Pour les Open Studios de la résidence, une fresque a été dessinée avec le bois brûlé trouvé dans le jardin, sur un vieux mur de la Jan van Eyck Academie. La fresque représente 3 échelles de décomposeurs du sol: macrofauna, mesofauna et microfauna.
♦ FROMAGE ♦
Des fromages étaient fabriqués 5 jours par semaine, avec du lait cru de chèvre et/ou de vache des 4 différentes fermes. Caillés avec de la présure animale, les fromages n’étaient pas cuits, souvent non-pressés, parfois pressés pour les plus gros. La moitié d’entre eux ont été inoculés avec des ferments (G. candidum, P. camemberti, P. roqueforti) et l’autre moitié développa les microbiotes «sauvages» du lait utilisé. Ils ont été affinés de une semaine à 6 semaines dans une pièce froide et humide, sans apport d’énergie pour en contrôler les conditions.
♦ MOI ♦
«Fromage, qui es-tu?
Je suis une colonie de micro-organismes, mon territoire est le substrat dont je me nourris.

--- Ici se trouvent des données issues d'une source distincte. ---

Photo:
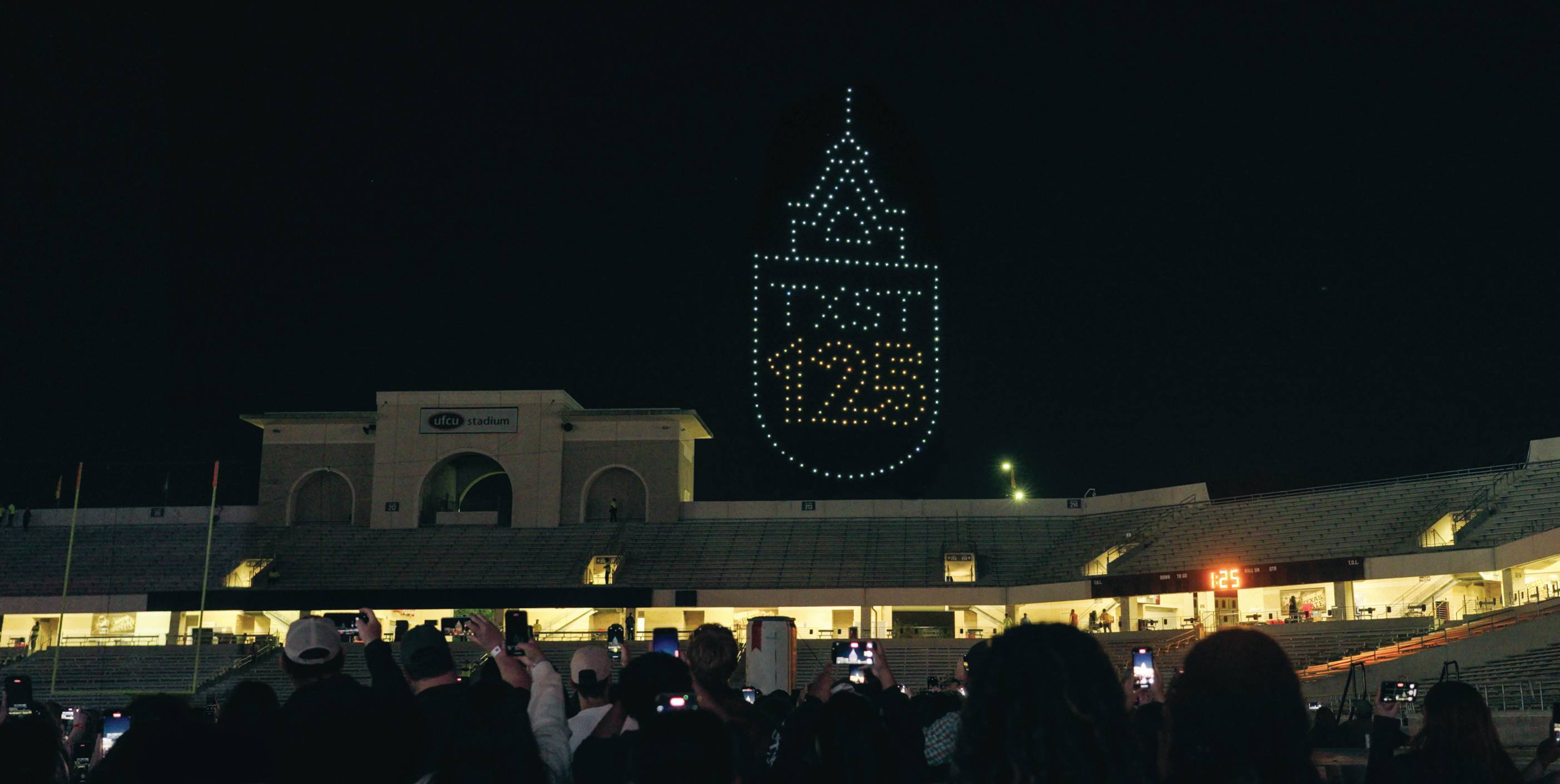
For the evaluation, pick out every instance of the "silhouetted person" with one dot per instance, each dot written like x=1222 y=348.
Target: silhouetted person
x=1236 y=716
x=1046 y=707
x=1456 y=744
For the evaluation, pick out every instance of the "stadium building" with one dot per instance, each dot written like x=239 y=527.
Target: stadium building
x=435 y=505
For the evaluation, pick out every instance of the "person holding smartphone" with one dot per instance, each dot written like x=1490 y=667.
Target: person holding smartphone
x=590 y=672
x=330 y=709
x=1456 y=742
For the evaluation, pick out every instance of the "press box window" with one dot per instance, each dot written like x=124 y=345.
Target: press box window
x=958 y=568
x=603 y=569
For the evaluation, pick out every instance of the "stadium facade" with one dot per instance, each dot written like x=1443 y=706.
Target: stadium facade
x=440 y=503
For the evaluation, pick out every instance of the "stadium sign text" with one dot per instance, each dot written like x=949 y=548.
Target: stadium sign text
x=470 y=421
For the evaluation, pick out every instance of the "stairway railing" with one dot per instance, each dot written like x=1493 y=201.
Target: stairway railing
x=1434 y=639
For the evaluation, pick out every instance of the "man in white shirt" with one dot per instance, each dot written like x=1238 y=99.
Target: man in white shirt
x=590 y=672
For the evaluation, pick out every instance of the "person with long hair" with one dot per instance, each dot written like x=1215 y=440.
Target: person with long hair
x=1236 y=716
x=1046 y=707
x=1458 y=742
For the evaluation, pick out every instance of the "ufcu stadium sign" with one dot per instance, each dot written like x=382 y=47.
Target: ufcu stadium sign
x=470 y=421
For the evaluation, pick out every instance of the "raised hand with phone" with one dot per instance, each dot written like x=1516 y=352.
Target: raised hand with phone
x=512 y=669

Je suis une collaboration invisible et pourtant planifiée, entre animaux domestiques et microbes.
Je suis un processus complexe qui préserve un liquide nutritif
fragile, produit par les mammifères pour leur progéniture.
Je suis l’agrégation des graisses et protéines qui se séparent du lactosérum, le petit-lait.
Je m’habille d’une croûte vivante pour conserver les nutriments du lait sans déperdition d’énergie.
On me met à la cave ou dans le cellier et on me mange des jours, des semaines, des mois, des années plus tard.»